I ventured out for lunch today with coworkers to Kansas City's infamous Power & Light District to enjoy Irish fare. Although the interior was spacious and impressive, that's where the pleasantries end. I ordered the very expensive fish and chips (or according to the menu: Fish &; I'm not sure if that was a typo or not. Our British waiter said the menu had gone through so many iterations to misspellings alone). Okay, so it was $14 fish and chips. I think you can expect to expect some good fish and chips for that price. Accompanying the fish and chips was a pea shot, and that's where this story takes a turn or spill for the worst: a waitress, upon delivering my fancy plate, complete with fish and chips in a wire cone, the shot glass full of pea soup dives off the plate. Or at least I think it did; I can't exactly remember because I was thinking the entire time, "Oh shit. That doesn't look stable." While most of the green goo tipped over onto the plate, the other portion landed on the table, and much to chagrin: my lap. Thank god for Tide pens and the invisible shield protecting the white T-shirt I was wearing.
Of course the waitress was extremely apologetic and had it cleaned up from my plate in no time, mopped up with cloth napkins. Had I been the waitress, I think I would have immediately returned the plate. Instead, she just gave me a new order of a pea shot after wiping my plate clean.
The fish and chips were, well, I get more excited about my cooking than what I ate. Granted, I'm learning I'm a fairly descent cook, so maybe it's not hard to surpass restaurant fare anymore. The fish, while hot, was very bland. I was dipping my bites heavily in the tarter sauce, which was the only good thing on my plate. The chips, or fries, were the thick, chunky kind. Not quite steak fries. They were mushy in the middlenot how a fry is supposed to be at all.

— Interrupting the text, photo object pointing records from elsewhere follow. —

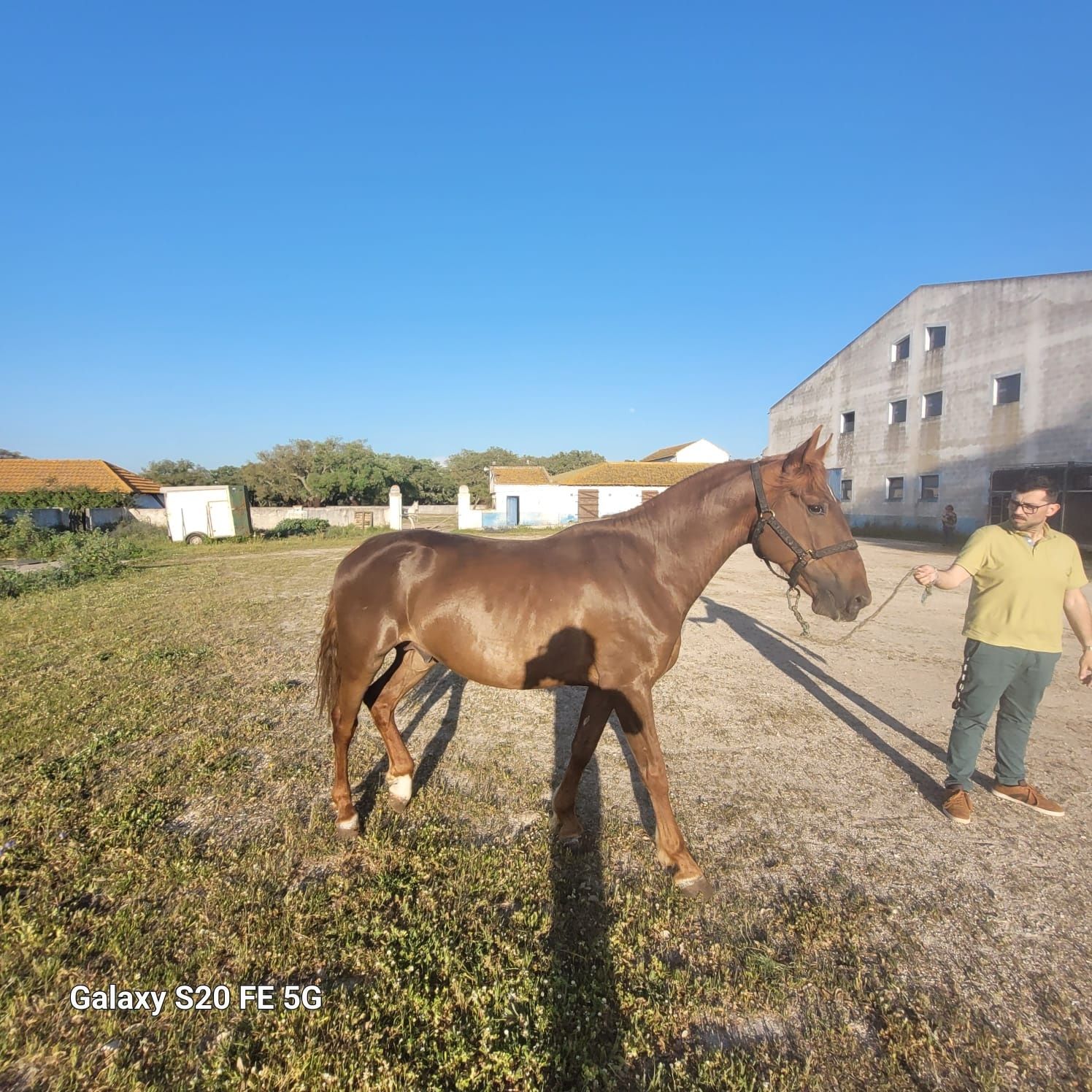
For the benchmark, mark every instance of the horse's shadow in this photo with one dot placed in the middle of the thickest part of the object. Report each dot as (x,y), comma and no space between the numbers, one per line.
(579,940)
(801,665)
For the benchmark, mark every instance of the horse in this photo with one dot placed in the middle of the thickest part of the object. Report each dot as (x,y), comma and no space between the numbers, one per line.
(599,605)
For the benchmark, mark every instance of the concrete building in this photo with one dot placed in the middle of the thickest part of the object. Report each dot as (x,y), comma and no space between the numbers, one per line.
(953,383)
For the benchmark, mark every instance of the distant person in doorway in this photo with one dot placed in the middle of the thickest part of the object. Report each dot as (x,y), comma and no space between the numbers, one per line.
(1026,574)
(948,520)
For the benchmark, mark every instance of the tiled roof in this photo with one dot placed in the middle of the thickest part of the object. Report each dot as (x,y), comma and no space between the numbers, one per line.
(642,473)
(520,475)
(666,453)
(22,475)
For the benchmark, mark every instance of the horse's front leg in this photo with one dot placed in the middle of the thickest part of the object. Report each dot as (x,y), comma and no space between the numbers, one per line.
(593,717)
(634,712)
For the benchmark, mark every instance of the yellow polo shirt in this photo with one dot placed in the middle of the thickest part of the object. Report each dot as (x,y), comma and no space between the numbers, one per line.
(1016,601)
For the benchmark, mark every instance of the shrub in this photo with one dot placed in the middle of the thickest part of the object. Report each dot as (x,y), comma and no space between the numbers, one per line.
(24,539)
(140,539)
(288,528)
(95,554)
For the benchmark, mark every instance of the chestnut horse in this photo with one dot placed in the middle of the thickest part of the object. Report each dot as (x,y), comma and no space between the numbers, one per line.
(599,605)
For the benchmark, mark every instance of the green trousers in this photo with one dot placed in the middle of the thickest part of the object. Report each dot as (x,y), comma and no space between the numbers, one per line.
(1010,680)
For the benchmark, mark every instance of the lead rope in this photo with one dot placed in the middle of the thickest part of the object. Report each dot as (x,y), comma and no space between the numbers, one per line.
(793,599)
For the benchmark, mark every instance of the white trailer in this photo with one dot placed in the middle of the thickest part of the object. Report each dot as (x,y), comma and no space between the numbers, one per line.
(199,512)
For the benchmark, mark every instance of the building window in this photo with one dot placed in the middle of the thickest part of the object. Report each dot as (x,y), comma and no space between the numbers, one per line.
(1006,389)
(933,404)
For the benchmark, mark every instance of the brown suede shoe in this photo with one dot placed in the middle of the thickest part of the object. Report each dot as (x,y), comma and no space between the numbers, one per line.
(957,805)
(1030,797)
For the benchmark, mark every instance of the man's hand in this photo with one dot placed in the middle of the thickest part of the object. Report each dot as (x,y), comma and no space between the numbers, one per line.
(925,574)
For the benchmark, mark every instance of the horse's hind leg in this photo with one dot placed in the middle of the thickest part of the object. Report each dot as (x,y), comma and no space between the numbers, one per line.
(593,718)
(344,718)
(410,667)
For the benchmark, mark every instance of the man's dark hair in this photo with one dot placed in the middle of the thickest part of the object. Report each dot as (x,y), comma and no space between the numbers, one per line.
(1032,482)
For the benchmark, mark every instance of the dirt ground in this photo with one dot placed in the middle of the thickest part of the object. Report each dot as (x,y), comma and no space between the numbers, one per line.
(793,760)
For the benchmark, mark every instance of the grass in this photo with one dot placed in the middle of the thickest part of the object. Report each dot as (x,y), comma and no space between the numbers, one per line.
(164,821)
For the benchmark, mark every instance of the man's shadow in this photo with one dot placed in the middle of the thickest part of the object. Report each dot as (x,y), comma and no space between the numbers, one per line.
(801,665)
(585,1019)
(431,691)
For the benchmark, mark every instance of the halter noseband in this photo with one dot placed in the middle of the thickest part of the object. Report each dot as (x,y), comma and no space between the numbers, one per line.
(766,518)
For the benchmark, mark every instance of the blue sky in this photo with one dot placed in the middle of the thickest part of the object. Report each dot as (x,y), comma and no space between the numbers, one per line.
(542,226)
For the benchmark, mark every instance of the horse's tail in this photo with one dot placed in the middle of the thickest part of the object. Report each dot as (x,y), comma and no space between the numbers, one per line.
(327,671)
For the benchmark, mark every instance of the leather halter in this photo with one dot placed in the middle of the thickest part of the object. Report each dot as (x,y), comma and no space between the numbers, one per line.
(766,518)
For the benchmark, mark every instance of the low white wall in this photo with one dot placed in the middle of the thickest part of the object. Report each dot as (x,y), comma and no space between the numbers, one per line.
(42,517)
(153,517)
(339,515)
(554,504)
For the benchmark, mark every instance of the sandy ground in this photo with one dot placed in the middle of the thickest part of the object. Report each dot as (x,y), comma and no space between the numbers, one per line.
(791,760)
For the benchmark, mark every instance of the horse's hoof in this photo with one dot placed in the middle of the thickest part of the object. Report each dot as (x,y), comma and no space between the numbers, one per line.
(696,887)
(399,791)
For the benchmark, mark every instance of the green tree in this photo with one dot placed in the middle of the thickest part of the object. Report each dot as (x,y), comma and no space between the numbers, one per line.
(422,480)
(177,472)
(316,472)
(471,468)
(226,475)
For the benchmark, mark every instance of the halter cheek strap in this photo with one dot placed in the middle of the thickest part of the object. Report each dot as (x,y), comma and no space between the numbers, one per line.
(766,518)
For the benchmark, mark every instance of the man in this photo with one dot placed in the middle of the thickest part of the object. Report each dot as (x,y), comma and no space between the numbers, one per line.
(948,521)
(1024,574)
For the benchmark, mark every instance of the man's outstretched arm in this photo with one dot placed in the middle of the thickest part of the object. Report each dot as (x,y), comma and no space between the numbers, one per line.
(944,579)
(1080,621)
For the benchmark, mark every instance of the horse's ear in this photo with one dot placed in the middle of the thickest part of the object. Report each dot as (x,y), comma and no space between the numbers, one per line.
(806,453)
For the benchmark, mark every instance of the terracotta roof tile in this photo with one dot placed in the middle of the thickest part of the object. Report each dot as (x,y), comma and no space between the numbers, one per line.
(22,475)
(520,475)
(666,453)
(642,473)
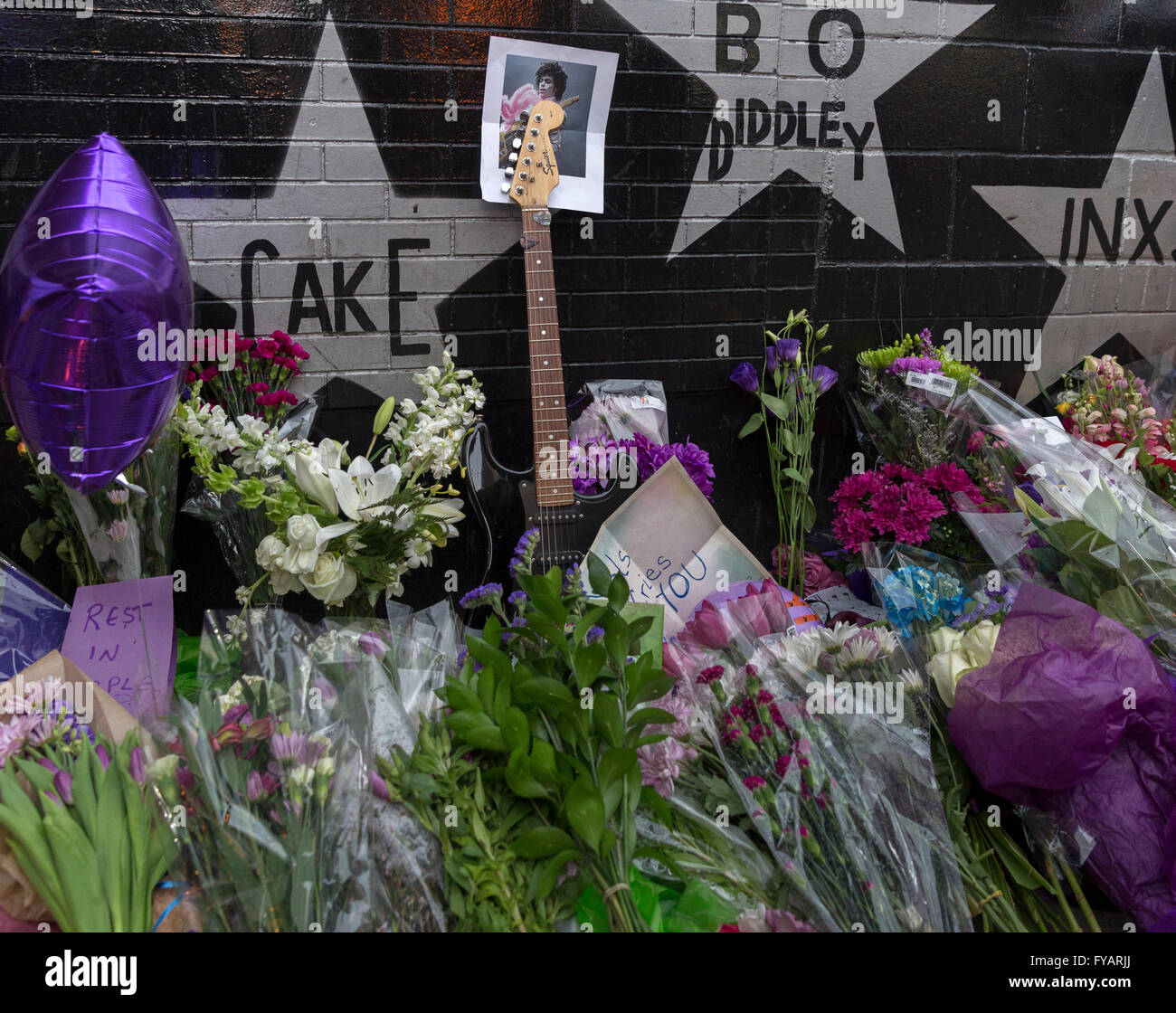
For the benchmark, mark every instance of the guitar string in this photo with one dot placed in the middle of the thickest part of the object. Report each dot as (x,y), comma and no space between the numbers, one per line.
(549,525)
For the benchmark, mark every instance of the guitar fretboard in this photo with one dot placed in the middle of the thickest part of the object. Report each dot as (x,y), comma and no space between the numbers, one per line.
(548,409)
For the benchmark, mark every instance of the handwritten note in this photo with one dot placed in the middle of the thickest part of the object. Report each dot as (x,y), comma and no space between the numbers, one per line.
(122,636)
(675,565)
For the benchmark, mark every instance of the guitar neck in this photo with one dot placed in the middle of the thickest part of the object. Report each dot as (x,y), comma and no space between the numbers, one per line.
(548,407)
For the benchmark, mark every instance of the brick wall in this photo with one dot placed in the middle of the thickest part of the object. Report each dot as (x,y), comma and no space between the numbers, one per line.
(727,203)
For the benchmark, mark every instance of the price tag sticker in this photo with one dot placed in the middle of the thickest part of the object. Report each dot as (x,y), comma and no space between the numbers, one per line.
(934,382)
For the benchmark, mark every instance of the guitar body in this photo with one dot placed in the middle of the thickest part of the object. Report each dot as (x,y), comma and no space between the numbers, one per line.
(505,505)
(506,502)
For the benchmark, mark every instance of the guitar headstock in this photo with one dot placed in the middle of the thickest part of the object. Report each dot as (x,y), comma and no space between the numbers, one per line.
(536,174)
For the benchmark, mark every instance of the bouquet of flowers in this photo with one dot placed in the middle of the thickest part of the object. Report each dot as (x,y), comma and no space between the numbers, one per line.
(251,420)
(1104,537)
(1110,407)
(345,536)
(898,404)
(788,421)
(259,382)
(915,507)
(121,533)
(596,462)
(1036,686)
(267,785)
(81,839)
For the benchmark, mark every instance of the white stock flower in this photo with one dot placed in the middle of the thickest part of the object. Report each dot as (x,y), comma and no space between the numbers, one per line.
(270,553)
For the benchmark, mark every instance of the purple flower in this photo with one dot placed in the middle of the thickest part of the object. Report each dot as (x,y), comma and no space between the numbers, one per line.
(372,643)
(901,367)
(379,789)
(138,766)
(287,748)
(744,377)
(480,596)
(824,379)
(235,713)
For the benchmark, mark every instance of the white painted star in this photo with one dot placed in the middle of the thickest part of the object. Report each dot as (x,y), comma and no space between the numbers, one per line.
(857,173)
(1127,288)
(333,173)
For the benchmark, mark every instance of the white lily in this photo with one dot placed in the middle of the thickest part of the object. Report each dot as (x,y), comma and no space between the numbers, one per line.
(361,489)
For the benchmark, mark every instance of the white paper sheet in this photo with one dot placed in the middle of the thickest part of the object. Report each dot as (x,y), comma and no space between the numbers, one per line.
(513,85)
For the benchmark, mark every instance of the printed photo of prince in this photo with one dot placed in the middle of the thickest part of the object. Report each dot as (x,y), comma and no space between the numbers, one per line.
(528,81)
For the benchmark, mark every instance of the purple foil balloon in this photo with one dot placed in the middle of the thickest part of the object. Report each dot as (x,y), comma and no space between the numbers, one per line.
(94,261)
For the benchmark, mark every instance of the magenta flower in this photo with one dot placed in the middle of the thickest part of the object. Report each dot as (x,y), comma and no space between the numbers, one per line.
(744,377)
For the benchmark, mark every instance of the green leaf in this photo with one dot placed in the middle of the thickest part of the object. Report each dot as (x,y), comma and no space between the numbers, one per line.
(754,423)
(607,718)
(618,592)
(599,575)
(774,404)
(584,809)
(521,780)
(478,730)
(516,730)
(542,841)
(615,764)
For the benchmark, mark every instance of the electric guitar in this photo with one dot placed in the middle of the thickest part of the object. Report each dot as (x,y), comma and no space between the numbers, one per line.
(506,502)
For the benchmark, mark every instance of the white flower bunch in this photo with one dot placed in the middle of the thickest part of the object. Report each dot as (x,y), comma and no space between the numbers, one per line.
(430,434)
(254,448)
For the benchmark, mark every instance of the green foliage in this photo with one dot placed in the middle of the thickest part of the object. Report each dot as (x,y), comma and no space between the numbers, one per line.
(552,702)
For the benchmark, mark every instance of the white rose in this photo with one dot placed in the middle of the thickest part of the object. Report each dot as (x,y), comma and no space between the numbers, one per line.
(980,642)
(270,552)
(945,670)
(283,582)
(332,580)
(944,639)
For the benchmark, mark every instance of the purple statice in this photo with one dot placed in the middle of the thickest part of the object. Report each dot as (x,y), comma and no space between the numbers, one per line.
(909,364)
(594,633)
(525,552)
(480,596)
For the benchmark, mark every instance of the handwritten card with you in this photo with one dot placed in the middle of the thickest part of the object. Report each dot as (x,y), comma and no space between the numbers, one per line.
(122,636)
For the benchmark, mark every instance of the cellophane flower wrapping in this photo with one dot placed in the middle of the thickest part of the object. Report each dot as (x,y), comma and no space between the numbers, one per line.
(905,424)
(32,620)
(267,781)
(239,531)
(1074,717)
(128,525)
(1095,531)
(845,804)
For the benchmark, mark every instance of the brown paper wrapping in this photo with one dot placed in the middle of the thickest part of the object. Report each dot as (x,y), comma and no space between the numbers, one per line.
(110,721)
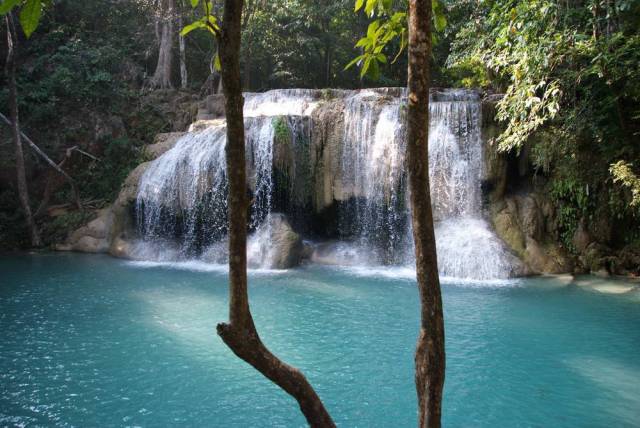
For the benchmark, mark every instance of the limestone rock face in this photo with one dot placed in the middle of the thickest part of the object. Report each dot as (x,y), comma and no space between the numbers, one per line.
(112,228)
(162,143)
(523,222)
(275,245)
(326,154)
(93,237)
(581,237)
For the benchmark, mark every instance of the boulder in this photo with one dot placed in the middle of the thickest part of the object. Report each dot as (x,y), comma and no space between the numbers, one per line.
(581,237)
(162,143)
(275,245)
(520,221)
(91,238)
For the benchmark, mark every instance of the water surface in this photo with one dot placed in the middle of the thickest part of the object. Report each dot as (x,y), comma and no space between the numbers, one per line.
(95,341)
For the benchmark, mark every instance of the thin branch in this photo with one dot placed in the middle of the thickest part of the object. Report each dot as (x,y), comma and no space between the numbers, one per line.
(51,163)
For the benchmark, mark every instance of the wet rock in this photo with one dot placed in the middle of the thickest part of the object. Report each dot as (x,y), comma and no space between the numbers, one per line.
(520,223)
(275,245)
(94,237)
(162,143)
(108,127)
(581,237)
(337,253)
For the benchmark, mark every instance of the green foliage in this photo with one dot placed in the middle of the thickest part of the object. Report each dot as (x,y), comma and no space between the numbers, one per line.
(390,25)
(30,13)
(62,225)
(103,179)
(572,201)
(622,173)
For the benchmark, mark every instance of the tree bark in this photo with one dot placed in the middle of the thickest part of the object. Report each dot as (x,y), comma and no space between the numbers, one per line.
(23,191)
(183,55)
(161,78)
(240,333)
(430,353)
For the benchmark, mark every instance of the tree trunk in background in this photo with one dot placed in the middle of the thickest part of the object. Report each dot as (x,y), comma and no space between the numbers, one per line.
(161,79)
(247,67)
(23,191)
(240,333)
(430,355)
(183,55)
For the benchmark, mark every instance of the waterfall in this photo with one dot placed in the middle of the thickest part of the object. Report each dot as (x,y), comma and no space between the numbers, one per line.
(467,246)
(373,162)
(181,203)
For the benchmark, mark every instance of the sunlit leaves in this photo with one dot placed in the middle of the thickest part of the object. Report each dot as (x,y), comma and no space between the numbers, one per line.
(386,28)
(30,13)
(379,34)
(7,5)
(623,174)
(207,21)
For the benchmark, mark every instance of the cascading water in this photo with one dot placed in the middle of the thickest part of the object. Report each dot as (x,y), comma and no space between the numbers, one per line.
(467,247)
(373,170)
(182,195)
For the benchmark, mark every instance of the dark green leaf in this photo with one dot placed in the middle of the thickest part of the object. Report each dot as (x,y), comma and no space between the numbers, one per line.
(7,5)
(30,16)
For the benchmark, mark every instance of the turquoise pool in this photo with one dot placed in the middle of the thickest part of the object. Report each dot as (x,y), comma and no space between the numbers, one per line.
(95,341)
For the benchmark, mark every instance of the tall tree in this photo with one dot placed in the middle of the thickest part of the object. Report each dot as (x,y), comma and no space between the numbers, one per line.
(430,355)
(183,55)
(23,190)
(240,333)
(161,78)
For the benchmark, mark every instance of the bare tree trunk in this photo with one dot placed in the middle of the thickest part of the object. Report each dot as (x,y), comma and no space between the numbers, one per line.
(183,56)
(240,333)
(430,354)
(161,78)
(23,191)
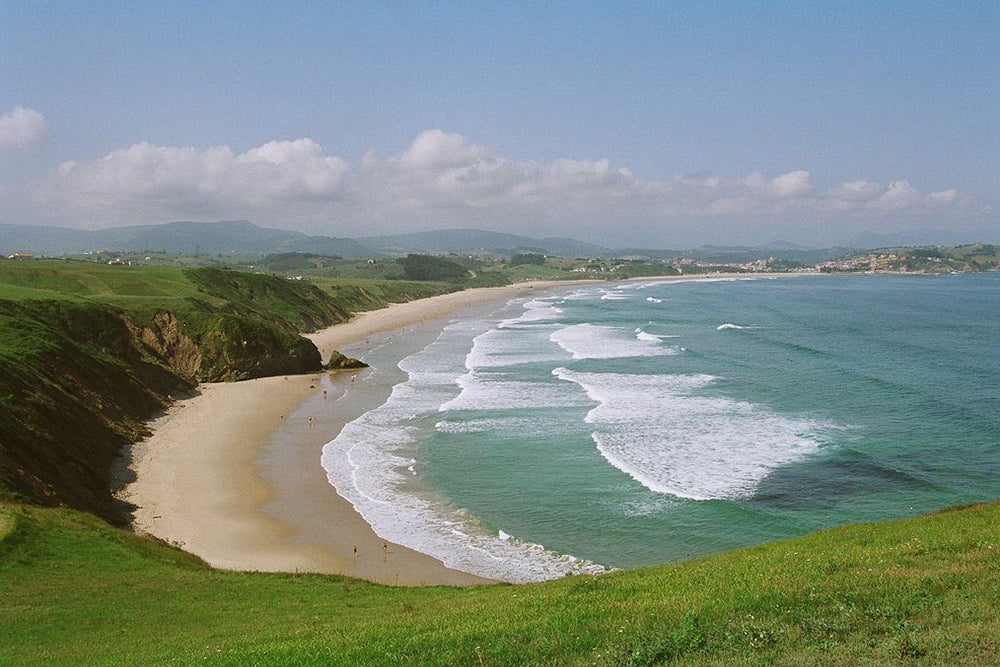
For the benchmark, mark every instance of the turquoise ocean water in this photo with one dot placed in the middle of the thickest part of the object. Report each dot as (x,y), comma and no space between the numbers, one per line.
(635,423)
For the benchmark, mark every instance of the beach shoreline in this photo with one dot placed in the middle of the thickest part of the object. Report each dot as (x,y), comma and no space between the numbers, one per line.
(232,473)
(200,480)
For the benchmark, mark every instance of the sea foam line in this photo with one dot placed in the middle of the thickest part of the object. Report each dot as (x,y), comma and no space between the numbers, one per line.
(661,432)
(369,459)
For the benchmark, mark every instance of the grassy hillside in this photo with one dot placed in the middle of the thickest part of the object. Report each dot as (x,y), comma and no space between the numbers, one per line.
(916,591)
(88,352)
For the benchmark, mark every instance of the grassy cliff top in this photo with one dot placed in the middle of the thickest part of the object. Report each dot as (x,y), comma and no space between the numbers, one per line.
(925,589)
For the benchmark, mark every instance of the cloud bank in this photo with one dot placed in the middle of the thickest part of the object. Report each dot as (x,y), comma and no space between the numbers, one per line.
(445,180)
(20,127)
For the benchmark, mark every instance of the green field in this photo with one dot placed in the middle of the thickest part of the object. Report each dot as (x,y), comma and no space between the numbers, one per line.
(924,590)
(77,381)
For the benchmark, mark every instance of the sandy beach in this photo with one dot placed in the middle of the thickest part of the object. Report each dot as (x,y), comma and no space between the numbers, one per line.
(200,478)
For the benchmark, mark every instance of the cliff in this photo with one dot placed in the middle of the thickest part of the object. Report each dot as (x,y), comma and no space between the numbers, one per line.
(78,379)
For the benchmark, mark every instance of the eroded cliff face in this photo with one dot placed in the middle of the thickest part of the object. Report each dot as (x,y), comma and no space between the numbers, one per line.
(78,379)
(87,377)
(165,340)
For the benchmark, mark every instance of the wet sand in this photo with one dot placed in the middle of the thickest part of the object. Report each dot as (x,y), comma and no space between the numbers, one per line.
(232,473)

And what about that pea shot? It seriously was a pea shot, complete with the shot glass. I've never had pea soup, and when I had it spilled on me, I smelled the very distinct hint of mint. Not a good sign. I decided that, because the shot had been the cause of so much trouble, I should at least sample it. One tiny sip revealed that it was indeed infused with mint. So I passed it on to Rick, one of my coworkers, who said he absolutely loved pea soup. He downed it, shot-style. At least someone enjoyed it.
After all that, I thought, "Okay, well, that wasn't worth my excitement, but maybe they won't have charged me the full price of the meal after the pea soup fiasco." Wrong. $19 later and a new stain to my skirt, I was ready to leave Raglan Road.
The place is very cavernous, so it was easy to hear my lunch party; I've heard it can get pretty loud in the evenings though. The place is outfitted with heavy wood and leather. I also liked the design treatment of both the coasters and the menu.
In hindsight, the waitress/server, I felt, made a grievous mistake in just mopping up my plate in front of me. I also felt that the price of my food, which landing in my lap, should have been deducted, at least by a few dollars.
The food didn't really promise on an Irish gastronomy experience. Rather, I felt I had gone to a quaint pub with overpriced fare with clever Irish names. In the KansasCity.com review of the restaurant, Lauren Chapin summed it up best: Everything needed a bit of salt.